DESCRIPTION (provided by applicant): The GM2 Activator Protein (GM2AP) plays an essential role in the catabolism of GM2 in lysosomes. GM2 is a complex glycosphingolipid (GSL) that is a degradation intermediate in the breakdown of GM1 which is found in relatively high concentrations in the outer surface of plasma membranes in neuronal cells. GM2AP acts as a substrate specific co-factor by solubilizing GM2 from the intralysozomal vesicles and presenting the oligosaccharide moiety to beta-hexosaminidase A (HexA) for hydrolytic cleavage. Mutations in either HexA or GM2AP lead to the storage of GM2 within lysozomes and cell death. A well known example of this type of lysosomal storage disease is Tay-Sachs syndrome. The mechanism for how the GM2AP accessory protein regulates enzymatic degradation of GM2 as the first step in the GM2 lipid metabolism remains unclear. The proposed work will focus on elucidating the molecular details of this mechanism through site-directed spin labeling anomposition of late endosomes and intralysosomal vesicles are believed to alter the bilayer physical properties allowing GM2AP to extract GM2 from membranes. The current hypothesis is that in membranes of high curvature of neuronal lysozome composition, the binding is a transient event. Fluorescence based binding measurements will be used to test this hypothesis. Recently, crystal structures of the GM2AP bound to GM2, POPG and PAF were reported. The model of conformational changes predicted by X-ray crystallography data for specific and non-specific substrates will be tested by SDSL EPR experiments of GM2AP in solution where GM2 is extracted from micelles, as well as from lipid bilayers. Currently, the GM2AP has been expressed in E.coli, insect cells and in yeast. The effects of glycosylation on the membrane binding properties will also be examined. The general relevance of this research is that congenital mutations in GM2AP or HexA result in lysozomal storage diseases. The GM2-gangliosidoses (including Tay-Sachs disease) are a group of inherited disorders that result from defects in the catabolism of GM2. In fact, a variety of lysosomal storage diseases (Pompe, Fabry and the gangliosidoses) result from aberrations in lipid metabolism. A more detailed understanding of this critical first step in GM2 catabolism may lead to developments in drug or gene therapies for these fatal diseases.
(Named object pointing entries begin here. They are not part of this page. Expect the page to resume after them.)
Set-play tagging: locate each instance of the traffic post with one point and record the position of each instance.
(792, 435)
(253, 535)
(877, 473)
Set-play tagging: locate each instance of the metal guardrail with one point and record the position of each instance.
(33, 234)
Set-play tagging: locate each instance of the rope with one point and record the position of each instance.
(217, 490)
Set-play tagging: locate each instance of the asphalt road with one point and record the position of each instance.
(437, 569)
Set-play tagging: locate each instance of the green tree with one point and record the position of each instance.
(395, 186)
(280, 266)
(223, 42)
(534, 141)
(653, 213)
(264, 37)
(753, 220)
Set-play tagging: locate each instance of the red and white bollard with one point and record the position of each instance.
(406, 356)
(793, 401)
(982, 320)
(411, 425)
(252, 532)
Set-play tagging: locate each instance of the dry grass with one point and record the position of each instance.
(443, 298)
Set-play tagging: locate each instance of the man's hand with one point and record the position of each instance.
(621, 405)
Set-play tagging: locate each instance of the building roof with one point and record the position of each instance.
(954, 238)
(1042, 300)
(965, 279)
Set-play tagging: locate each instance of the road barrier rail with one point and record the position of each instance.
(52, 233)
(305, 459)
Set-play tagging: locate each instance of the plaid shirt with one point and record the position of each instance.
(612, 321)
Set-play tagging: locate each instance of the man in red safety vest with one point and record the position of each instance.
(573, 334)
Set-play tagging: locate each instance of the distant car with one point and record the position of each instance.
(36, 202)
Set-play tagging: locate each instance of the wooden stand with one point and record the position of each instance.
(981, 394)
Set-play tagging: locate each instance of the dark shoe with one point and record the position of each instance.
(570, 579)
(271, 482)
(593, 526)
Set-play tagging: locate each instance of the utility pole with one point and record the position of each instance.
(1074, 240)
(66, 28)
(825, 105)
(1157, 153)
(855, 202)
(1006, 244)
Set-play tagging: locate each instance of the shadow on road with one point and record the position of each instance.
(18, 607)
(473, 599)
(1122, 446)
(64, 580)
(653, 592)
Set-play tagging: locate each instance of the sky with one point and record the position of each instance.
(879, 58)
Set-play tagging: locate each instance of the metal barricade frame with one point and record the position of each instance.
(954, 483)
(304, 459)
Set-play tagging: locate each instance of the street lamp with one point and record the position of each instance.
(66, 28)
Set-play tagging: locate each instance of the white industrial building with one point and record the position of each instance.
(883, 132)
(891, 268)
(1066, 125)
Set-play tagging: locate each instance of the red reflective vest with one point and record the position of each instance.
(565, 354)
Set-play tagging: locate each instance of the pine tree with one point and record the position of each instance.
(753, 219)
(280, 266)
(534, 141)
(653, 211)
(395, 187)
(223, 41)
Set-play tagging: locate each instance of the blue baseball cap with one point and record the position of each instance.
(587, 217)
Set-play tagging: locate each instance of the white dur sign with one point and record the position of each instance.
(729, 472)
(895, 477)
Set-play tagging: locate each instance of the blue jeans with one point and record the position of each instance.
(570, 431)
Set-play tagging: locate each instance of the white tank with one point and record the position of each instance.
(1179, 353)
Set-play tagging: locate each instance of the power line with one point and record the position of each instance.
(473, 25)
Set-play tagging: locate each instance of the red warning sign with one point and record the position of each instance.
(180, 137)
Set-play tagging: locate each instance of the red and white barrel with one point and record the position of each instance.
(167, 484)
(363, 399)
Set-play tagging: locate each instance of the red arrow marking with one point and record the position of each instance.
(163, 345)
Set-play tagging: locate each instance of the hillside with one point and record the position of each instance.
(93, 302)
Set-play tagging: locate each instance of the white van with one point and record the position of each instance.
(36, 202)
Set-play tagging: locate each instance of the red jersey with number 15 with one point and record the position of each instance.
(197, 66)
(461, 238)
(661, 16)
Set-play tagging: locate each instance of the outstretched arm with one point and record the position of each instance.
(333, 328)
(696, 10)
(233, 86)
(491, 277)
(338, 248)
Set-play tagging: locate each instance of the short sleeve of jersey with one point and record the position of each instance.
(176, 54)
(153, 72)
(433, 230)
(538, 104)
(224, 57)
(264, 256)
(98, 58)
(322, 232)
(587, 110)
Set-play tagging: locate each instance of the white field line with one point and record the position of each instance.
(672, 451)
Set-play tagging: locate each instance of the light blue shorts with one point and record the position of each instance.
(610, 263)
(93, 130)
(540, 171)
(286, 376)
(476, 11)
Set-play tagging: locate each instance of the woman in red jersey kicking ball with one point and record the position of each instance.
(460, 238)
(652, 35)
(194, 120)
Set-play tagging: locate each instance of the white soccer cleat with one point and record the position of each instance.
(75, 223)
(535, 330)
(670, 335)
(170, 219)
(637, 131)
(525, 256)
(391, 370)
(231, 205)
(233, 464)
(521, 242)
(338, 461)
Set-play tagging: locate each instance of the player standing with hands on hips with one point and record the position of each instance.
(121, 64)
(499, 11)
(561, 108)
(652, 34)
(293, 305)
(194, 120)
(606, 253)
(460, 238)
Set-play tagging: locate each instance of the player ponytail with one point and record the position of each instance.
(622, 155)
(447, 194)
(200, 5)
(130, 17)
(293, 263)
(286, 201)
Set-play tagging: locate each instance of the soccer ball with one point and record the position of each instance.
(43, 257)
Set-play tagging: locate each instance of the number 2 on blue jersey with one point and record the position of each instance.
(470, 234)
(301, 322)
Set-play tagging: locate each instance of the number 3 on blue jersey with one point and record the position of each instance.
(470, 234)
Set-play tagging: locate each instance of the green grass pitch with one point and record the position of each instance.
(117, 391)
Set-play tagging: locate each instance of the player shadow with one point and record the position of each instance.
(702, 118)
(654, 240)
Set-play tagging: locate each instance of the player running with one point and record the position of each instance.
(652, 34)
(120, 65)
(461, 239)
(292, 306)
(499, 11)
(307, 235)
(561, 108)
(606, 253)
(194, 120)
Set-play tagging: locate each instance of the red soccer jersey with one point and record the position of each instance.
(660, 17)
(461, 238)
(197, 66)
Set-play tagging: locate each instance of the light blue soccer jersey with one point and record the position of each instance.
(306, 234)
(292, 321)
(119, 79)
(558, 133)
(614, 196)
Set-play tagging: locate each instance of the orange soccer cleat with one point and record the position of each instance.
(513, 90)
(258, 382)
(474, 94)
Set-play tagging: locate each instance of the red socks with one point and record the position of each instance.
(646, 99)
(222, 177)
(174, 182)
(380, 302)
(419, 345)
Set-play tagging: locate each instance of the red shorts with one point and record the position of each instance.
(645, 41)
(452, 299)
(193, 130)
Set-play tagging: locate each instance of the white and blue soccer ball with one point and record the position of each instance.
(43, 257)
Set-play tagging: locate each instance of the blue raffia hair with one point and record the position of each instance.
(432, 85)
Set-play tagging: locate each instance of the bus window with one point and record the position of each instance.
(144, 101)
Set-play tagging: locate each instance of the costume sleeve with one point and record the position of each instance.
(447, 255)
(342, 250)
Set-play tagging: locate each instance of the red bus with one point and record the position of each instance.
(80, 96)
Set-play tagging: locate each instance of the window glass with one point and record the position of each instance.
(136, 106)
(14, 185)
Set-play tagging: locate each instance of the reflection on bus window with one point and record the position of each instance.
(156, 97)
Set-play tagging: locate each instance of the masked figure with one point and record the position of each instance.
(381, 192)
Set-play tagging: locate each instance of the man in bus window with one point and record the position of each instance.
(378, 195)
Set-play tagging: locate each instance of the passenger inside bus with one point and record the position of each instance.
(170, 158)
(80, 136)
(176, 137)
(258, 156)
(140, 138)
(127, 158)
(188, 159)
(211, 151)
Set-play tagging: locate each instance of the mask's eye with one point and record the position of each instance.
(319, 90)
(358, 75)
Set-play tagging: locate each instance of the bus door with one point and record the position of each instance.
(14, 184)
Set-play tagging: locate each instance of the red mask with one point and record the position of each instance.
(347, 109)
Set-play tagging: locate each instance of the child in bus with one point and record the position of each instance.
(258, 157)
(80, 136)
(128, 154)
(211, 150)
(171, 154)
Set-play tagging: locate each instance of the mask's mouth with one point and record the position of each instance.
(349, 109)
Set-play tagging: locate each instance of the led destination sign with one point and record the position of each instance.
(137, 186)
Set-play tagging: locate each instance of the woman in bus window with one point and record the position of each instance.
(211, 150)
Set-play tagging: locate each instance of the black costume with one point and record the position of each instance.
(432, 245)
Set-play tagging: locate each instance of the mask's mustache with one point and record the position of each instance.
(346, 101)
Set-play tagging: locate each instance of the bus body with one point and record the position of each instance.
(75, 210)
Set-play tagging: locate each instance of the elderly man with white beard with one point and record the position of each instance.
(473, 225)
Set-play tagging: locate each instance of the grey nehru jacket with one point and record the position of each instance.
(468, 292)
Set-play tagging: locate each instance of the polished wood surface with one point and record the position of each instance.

描述（由申请人提供）：GM2激活蛋白（GM2AP）在溶酶体中GM2的分解代谢中发挥重要作用。 GM2 是一种复杂的鞘糖脂 (GSL)，是 GM1 分解过程中的降解中间体，GM1 在神经元细胞质膜外表面的浓度相对较高。 GM2AP 通过溶解溶菌体内囊泡中的 GM2 并将寡糖部分呈递给 β-己糖胺酶 A (HexA) 进行水解裂解，充当底物特异性辅因子。 HexA 或 GM2AP 的突变会导致 GM2 在溶酶体中储存并导致细胞死亡。这种溶酶体贮积症的一个众所周知的例子是泰-萨克斯综合征。 GM2AP 辅助蛋白如何调节 GM2 酶促降解作为 GM2 脂质代谢的第一步，其机制仍不清楚。拟议的工作将侧重于通过晚期内涵体和溶酶体内囊泡的定点自旋标记反位来阐明该机制的分子细节，据信可以改变双层物理特性，从而使 GM2AP 从膜中提取 GM2。目前的假设是，在神经元溶酶体成分的高曲率膜中，结合是一个短暂的事件。基于荧光的结合测量将用于检验这一假设。最近，报道了与 GM2、POPG 和 PAF 结合的 GM2AP 的晶体结构。由特定和非特定底物的 X 射线晶体学数据预测的构象变化模型将通过溶液中 GM2AP 的 SDSL EPR 实验进行测试，其中 GM2 从胶束以及脂质双层中提取。目前，GM2AP已在大肠杆菌、昆虫细胞和酵母中表达。还将检查糖基化对膜结合特性的影响。这项研究的总体意义在于，GM2AP 或 HexA 的先天性突变会导致溶菌体贮积病。 GM2 神经节苷脂沉积症（包括泰萨克斯病）是一组由 GM2 分解代谢缺陷引起的遗传性疾病。事实上，多种溶酶体贮积症（庞贝病、法布里病和神经节苷脂病）都是由脂质代谢异常引起的。对 GM2 分解代谢这一关键第一步的更详细了解可能会导致针对这些致命疾病的药物或基因疗法的发展。